Anma etkinliğinde ilk konuşmayı şairin düşünsel ve siyasi yanını anlatmak için İstanbul Kültür Üniversitesi Uluslararası İlişkiler Bölümü Öğretim Üyesi Doç. Dr. Yunus Emre yaptı. “Hafta içi ve yorucu bir günün sonunda bu kadar insanın Attila İlhan’ı anmak için burada olması, Türkiye’den umutlu olmamız için bir neden gösteriyor” diyen Emre sözlerine, etkinliğin düzenlenmesinde katkıda bulunan Attila İlhan Bilim Sanat Kültür Vakfı’na ve Kadıköy Belediyesi’ne teşekkür ederek başladı. Attila İlhan’ın bir şair, senarist ve politika üzerine yazan biri olarak en önemli özelliğinin bu konulara meraklı herkesi çarpması ve ezber bozması olduğunu söyleyen Emre, İlhan’ın orijinal ve çarpıcı fikirleriyle insanları etkilediğini vurguladı. Emre, Attila İlhan’ı “özel bir dönemin bir sol aydını” olarak tanımlarken, Türkiye’de var olan sol akımın içinden doğmuş bir kişi olarak sol akıma köklü eleştiriler getirdiğini söyledi.
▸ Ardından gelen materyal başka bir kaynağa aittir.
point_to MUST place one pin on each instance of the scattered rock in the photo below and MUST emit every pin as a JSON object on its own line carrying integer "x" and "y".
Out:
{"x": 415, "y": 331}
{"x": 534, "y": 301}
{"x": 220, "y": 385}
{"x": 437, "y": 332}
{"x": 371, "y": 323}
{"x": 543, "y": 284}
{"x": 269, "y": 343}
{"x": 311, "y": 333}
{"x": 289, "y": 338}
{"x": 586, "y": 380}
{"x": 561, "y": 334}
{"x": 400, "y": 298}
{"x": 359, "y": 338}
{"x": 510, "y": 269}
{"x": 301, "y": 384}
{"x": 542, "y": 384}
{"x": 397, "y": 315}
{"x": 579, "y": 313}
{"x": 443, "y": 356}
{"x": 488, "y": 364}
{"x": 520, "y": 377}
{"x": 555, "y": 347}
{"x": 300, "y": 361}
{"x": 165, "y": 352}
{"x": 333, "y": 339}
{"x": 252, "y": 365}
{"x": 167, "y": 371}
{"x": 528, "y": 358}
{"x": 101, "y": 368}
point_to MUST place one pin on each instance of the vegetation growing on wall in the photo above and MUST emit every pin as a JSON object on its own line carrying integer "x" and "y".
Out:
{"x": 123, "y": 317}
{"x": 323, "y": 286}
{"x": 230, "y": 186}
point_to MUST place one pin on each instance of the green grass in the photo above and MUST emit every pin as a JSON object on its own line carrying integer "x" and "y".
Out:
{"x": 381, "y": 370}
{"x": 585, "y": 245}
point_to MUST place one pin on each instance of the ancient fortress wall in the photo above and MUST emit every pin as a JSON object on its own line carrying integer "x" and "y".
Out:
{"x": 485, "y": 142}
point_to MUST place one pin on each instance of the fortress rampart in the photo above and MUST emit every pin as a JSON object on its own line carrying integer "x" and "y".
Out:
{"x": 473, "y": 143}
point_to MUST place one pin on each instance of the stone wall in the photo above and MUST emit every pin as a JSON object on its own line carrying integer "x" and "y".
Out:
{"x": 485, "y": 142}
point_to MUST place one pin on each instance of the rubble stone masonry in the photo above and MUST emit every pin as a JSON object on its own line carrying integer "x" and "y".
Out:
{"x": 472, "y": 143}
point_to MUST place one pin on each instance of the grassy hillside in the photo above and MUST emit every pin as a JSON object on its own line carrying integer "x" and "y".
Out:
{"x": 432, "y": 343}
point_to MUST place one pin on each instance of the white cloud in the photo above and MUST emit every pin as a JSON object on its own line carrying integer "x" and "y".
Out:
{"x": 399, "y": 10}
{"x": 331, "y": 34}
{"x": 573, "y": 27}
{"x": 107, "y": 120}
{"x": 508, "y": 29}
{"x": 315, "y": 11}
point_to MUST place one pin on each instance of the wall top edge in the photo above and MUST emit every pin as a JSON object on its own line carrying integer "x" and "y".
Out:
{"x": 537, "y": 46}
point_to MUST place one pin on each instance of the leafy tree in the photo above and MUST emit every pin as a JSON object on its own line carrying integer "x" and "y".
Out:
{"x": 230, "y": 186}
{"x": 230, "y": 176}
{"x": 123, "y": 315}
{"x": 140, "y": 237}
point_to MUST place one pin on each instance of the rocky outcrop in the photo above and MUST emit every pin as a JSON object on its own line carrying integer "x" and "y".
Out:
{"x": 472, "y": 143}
Bir gün sol hareket Türkiye’de tekrar güçlenirse Attila İlhan’ın buradaki rolünün önemli olacağını vurgulayan Emre, İlhan’ın siyasi yaklaşımını şu sözlerle anlattı: “1929 sonrası temel mesele faşizm ve komünizm arasındaki ideolojik kamplaşma meselesiydi. O, ne faşizmin, ne de Sovyet komünizminin yanında yer aldı. Milli komünizm diye adlandırdığı bir başka akımdan bahsediyor İlhan. Bunun yanında bir önemli gayreti de Kemalizm ile bu akım arasındaki bağlara işaret etmek. Milliyetçiliği bir zorunluluk olarak gören İlhan, Türk aydınının 1960’dan sonra sol kemalizm diye tanımladığı düşünceyi kendi ifade gücüyle sık sık gündeme getirmiştir.”
“KENDİNE ÖZGÜ BİR ŞAİR…”
Gecede ikinci konuşmayı yapan Şair Baki Ayhan konuşmasında Attila İlhan’ın şair yönünü ele aldı. Nazım Hikmet’in ve Orhan Veli’nin de Türk şiirinde birçok devrim yaptığını söyleyen Ayhan, buna rağmen modern şiir deyince en önemli ismin Attila İlhan olduğunu belirtti. Ayhan, İlhan’ın şairin toplumsal anlamda söz sahibi olması gerektiğine inandığını söylerken, bu sebeple Garip Akımına ve İkinci Yenicilere ağır eleştiriler getirdiğini ifade etti. Attila İlhan’ın, Namık Kemal, Tevfik Fikret, Nazım Hikmet çizgisinin bir şairi olarak gördüğünü söyleyen Ayhan, onun Türkiye’nin ve dünyanın geçirdiği çalkantılı dönemleri kendisine dert edinen yüzeysel bakmayan entelektüel biri olduğunu dile getirdi. Attila İlhan şiirinin en temel iki özelliğinin sinematografik dili ve imgeselliği olduğunu vurgulayan Ayhan, İlhan’ın hiçbir imgeyi rastgele kullanmadığını ve kendine özgü bir şair olduğunu söyleyerek sözlerini sonlandırdı.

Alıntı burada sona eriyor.